En novembre, lors de son audition par la commission d’enquête parlementaire sur les pesticides, sur les causes de l’incapacité de la France à atteindre les objectifs de maîtrise des impacts des produits phytosanitaires sur la santé humaine et environnementale, Marc Fesneau a corrigé le tir en affirmant vouloir préserver les missions actuelles de l’Anses.
Loin de revenir en arrière, la FNSEA, de son côté, va désormais un peu plus loin aujourd’hui dans sa liste de revendications en réclamant de placer l’agence « sous l’autorité politique ».
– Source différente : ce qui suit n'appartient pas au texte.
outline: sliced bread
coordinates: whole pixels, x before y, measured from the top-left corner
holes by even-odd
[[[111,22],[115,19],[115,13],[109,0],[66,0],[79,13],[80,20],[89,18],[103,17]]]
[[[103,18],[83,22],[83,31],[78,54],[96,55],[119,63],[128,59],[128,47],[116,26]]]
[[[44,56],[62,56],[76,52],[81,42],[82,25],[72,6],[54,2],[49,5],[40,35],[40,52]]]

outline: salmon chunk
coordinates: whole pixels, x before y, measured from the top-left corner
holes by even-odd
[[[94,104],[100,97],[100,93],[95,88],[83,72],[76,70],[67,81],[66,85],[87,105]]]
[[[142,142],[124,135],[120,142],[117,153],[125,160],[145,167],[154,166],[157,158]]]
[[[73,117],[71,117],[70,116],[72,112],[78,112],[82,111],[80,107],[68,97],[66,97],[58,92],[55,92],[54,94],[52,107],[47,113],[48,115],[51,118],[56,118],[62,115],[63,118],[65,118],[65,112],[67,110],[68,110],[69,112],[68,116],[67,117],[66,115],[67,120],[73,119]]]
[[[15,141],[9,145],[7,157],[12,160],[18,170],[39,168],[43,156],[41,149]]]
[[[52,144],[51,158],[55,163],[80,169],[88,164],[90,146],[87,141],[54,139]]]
« C’est incroyable qu’une structure comme la FNSEA qui défend des intérêts sectoriels se permette de remettre en cause l’autonomie d’une agence qui a pour mission la santé publique et la protection des consommateurs, commente l’épidémiologiste Serge Hercberg, ancien président du Programme national nutrition santé (PNNS). Il y a un côté décomplexé. Auparavant, ce genre de revendication se faisait de façon souterraine, mais aujourd’hui on n’est plus gêné de l’exprimer publiquement. Et cela n’entraîne pas de réactions, alors que c’est inacceptable. »
Boîte noire
Contactée, la FNSEA n’a pas donné suite à nos sollicitations.